Hold your ground with this CNA. I can almost guarantee it won't be the last time you have to deal with this type of behavior. I am sure the calling in frequently will catch up with her and she will pay the piper. Good luck in the future.
Thank you all. I appreciate your support on this issue.
msrosebud28
53 Posts
I have dealt with CNA's like this and even worse ones who eat you up to your face and are stabbing you in your back. I know they have a hard job in LTC they are our back bones. But our backbones can't eat their heads or legs and still be as effective with all parts intact. Nursing is team work and trying to be understanding. I started out as an LPN with 2 med techs who were 40ish and 50ish and yes they resented me and my 25 yr old self. In nursing you develop this back bone or you get eaten. I also have learned that some cultures are stronger than others and you just learn to adjust to them. I didn't know how to take some people at first when they yelled or talked disrespectfully to me. You just have to learn how to come right back at them tactfully with a smile. and as long as you have your a$$ covered who cares about the rest(survival mode!)!
scootertrash nurse
49 Posts
you know how the rumor mill work i say talk with the don to see what really happened and to give her or him you side of the story in person
babe48076
81 Posts
No, you are not wong, CNA or not the way she spoke to you was unacceptable. If she was truly sick she would not be worried about any comments that you made about the time. It sounds like she was calling off just because, and she felt guilty. The profanity was unneccessary and inappropriate. I would report her just because of her mouth. You did not raise your tone or curse. You kept the conversation professional. I just can't believe she had the nerve to call back. She wasn't feeling that sick to use that much energy to curse you out.
tishirajan
212 Posts
As a former CNA I can honestly say that you were certainly in the right. I seems to me that this CNA is the type of person that has issues with just about anyone that doesn't see eye to eye with her or anything that she feels is undeserving towards her. These people can find just about anything to argue with and perpetuate the situation with anything they can pull out of their a$$. I've known people like that. They would argue and gripe about anything. Policy is policy and you were right on by telling her so.
I've worked with nurses that were several years younger than myself and I never had a problem with the age thing. As far as I'm concerned, they earned their degree and title of nurse and deserve the respect that is due. You are much more mature than this person because you handled the situation in a professional manner. The DON probably knows that this CNA has an attitude problem and takes what she says with a grain of salt.
Let her stir the pot!

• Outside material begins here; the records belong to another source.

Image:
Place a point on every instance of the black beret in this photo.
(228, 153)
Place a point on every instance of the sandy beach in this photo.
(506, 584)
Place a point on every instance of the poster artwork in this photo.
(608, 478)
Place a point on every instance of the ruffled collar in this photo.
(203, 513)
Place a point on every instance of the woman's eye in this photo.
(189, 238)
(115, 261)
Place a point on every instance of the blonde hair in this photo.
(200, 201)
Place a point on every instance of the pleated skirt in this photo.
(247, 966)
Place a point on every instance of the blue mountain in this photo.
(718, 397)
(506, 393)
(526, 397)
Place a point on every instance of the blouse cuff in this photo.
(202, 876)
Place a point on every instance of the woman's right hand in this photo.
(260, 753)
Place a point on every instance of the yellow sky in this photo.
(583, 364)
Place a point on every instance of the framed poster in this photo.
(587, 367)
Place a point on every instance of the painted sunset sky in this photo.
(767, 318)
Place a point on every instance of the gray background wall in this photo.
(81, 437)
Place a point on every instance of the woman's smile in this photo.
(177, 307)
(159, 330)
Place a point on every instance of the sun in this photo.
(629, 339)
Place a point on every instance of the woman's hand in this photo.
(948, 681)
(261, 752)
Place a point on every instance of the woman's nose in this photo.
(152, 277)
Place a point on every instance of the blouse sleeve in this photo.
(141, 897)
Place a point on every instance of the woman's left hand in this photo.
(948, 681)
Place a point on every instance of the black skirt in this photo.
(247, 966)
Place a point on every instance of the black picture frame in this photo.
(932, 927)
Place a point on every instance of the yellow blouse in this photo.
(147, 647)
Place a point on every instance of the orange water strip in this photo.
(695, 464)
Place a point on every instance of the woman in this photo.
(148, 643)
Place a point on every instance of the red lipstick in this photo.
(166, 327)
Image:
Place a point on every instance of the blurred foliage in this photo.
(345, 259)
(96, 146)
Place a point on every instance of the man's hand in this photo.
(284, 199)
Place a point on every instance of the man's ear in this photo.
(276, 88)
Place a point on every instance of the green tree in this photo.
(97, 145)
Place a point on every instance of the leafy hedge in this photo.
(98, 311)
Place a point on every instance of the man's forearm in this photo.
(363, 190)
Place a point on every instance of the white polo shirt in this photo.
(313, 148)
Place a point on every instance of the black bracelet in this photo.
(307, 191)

As my grandad used to say, "If you stir in s***, you're gonna get all over you." :wink2: You are the nurse and she's the CNA, she needs to know her place and get over herself IMHO.
This will blow over and she'll still be a pain in the butt, but probably somewhere else...hopefully. As I've said before, it don't take all kinds, you just got 'em.
retiredlady
147 Posts
Gee, I know if I ever had done that, I would be fired. Unacceptable. Keep strong!!